Perlentaucher-Notiz zur NZZ-Rezension

Ganz spannend findet der Rezensent Rainer Hoffmann die Erinnerungen von DDR-Bürgerrechtlern an den Umbruch und schätzt sie auch als historische Quellen: "Bei den Beiträgen handelt es sich nicht um unverbindlich-anekdotisches Geplauder, sondern um ebenso lebendige wie genaue `Bilanzen`". Diese insgesamt 14 Erinnerungsprotokolle sind in einem akademischen Kontext entstanden, die Vorträge gingen aus einer Ringvorlesung an der Uni Chemnitz zum 10-Jahrestag des Mauerfalls hervor. Ihre Sicht auf die Ereignisse beschreiben unter anderem Joachim Gauck und Günther Nooke. Oft geht es nicht nur um die Wendezeit, sondern auch um das Leben in der DDR und um die bundesrepublikanische Gegenwart, bilanziert der Rezensent.
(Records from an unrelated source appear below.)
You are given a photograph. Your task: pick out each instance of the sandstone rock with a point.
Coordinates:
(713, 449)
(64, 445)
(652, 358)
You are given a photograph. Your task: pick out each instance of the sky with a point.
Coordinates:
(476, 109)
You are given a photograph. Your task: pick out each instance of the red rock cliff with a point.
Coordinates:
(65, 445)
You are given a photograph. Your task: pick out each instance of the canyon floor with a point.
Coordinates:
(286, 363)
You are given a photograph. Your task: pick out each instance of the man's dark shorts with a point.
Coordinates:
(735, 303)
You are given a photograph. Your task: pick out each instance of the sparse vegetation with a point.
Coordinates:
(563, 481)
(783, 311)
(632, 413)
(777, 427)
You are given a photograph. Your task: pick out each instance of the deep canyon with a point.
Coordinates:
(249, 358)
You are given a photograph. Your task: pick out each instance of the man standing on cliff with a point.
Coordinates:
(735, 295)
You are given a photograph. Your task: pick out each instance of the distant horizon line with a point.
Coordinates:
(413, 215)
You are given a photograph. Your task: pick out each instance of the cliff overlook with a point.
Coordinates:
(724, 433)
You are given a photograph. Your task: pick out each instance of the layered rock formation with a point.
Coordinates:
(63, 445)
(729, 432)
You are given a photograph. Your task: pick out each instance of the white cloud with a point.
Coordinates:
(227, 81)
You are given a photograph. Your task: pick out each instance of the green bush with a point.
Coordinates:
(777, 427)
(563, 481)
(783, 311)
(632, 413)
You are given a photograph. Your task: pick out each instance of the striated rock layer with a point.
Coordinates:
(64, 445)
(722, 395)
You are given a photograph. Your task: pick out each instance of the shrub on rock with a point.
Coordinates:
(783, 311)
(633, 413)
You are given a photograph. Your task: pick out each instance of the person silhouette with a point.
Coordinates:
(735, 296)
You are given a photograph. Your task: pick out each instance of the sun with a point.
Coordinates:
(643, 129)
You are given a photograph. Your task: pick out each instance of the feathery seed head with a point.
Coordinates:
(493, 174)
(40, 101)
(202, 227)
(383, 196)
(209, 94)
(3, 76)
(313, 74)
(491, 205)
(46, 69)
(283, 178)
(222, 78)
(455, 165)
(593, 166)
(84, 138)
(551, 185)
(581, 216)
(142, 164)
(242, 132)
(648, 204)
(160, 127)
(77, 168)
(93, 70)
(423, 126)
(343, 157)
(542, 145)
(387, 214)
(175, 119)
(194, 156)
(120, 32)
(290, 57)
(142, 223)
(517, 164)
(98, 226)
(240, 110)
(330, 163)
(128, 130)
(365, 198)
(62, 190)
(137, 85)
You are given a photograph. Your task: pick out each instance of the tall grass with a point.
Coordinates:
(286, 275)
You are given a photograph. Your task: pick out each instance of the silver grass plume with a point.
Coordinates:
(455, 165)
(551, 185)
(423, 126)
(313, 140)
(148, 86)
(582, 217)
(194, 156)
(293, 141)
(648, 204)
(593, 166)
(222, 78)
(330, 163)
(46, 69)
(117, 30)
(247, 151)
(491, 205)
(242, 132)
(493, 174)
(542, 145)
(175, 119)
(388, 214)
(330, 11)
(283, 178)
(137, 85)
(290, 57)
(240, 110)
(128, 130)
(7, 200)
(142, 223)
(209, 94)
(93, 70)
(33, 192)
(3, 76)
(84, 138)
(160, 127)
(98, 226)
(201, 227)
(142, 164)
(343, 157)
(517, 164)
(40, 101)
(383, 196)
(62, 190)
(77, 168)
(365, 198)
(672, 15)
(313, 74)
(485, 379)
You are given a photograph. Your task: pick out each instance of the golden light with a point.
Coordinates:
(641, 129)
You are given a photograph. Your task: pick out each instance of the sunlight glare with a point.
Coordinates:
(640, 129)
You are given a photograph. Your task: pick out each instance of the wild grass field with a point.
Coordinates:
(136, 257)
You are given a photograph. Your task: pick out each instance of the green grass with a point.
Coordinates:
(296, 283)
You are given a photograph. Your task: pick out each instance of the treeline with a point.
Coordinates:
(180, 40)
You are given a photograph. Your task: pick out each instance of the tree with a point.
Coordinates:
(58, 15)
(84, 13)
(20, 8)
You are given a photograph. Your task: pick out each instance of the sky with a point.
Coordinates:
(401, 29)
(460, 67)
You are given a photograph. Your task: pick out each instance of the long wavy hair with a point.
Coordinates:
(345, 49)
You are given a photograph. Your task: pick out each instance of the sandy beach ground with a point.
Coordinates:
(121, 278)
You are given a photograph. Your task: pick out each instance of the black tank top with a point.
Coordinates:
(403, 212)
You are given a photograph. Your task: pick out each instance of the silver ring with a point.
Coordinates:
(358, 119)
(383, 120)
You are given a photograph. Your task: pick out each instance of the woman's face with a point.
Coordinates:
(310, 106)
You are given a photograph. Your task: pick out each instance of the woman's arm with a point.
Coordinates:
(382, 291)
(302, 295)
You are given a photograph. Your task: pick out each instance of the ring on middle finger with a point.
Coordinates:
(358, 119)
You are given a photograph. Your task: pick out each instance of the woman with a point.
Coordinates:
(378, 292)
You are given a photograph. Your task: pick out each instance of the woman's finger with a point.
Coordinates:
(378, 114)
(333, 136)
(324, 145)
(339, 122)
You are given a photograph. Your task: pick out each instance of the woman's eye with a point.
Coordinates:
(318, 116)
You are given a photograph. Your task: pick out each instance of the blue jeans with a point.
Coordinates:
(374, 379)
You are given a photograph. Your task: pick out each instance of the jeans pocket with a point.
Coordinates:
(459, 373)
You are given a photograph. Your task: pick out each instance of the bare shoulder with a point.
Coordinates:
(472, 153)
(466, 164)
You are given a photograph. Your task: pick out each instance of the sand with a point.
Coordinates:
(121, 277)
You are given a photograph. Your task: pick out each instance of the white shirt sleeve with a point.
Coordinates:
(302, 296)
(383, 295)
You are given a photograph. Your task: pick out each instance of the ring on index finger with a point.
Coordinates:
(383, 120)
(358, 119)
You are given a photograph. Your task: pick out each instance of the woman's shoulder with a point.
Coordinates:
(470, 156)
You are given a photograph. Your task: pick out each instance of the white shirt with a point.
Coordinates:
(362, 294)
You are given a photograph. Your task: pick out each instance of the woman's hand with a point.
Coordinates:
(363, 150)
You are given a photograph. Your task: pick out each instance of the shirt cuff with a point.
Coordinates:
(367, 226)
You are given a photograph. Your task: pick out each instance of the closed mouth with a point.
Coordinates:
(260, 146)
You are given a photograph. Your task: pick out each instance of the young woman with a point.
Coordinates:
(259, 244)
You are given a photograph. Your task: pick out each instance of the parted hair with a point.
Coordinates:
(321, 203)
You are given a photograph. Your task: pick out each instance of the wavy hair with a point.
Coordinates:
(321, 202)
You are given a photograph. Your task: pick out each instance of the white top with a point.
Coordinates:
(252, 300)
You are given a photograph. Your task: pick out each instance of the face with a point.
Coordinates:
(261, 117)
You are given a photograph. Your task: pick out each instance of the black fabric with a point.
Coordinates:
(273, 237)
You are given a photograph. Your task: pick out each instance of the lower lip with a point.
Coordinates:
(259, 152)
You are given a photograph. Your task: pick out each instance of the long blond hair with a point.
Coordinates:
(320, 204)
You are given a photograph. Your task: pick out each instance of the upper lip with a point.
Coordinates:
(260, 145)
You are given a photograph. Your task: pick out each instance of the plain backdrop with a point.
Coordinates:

© Perlentaucher Medien GmbH

Frankfurter Allgemeine Zeitung - Rezension
Frankfurter Allgemeine Zeitung | Besprechung von 17.10.2001

Dankbare Ankunft im vereinigten Deutschland
Von Marianne Birthler bis Konrad Weiß: Vierzehn Bürgerrechtler ziehen Bilanz

Eckhard Jesse (Herausgeber): Eine Revolution und ihre Folgen. 14 Bürgerrechtler ziehen Bilanz. Ch. Links Verlag, Berlin 2000. 328 Seiten, 38,- Mark.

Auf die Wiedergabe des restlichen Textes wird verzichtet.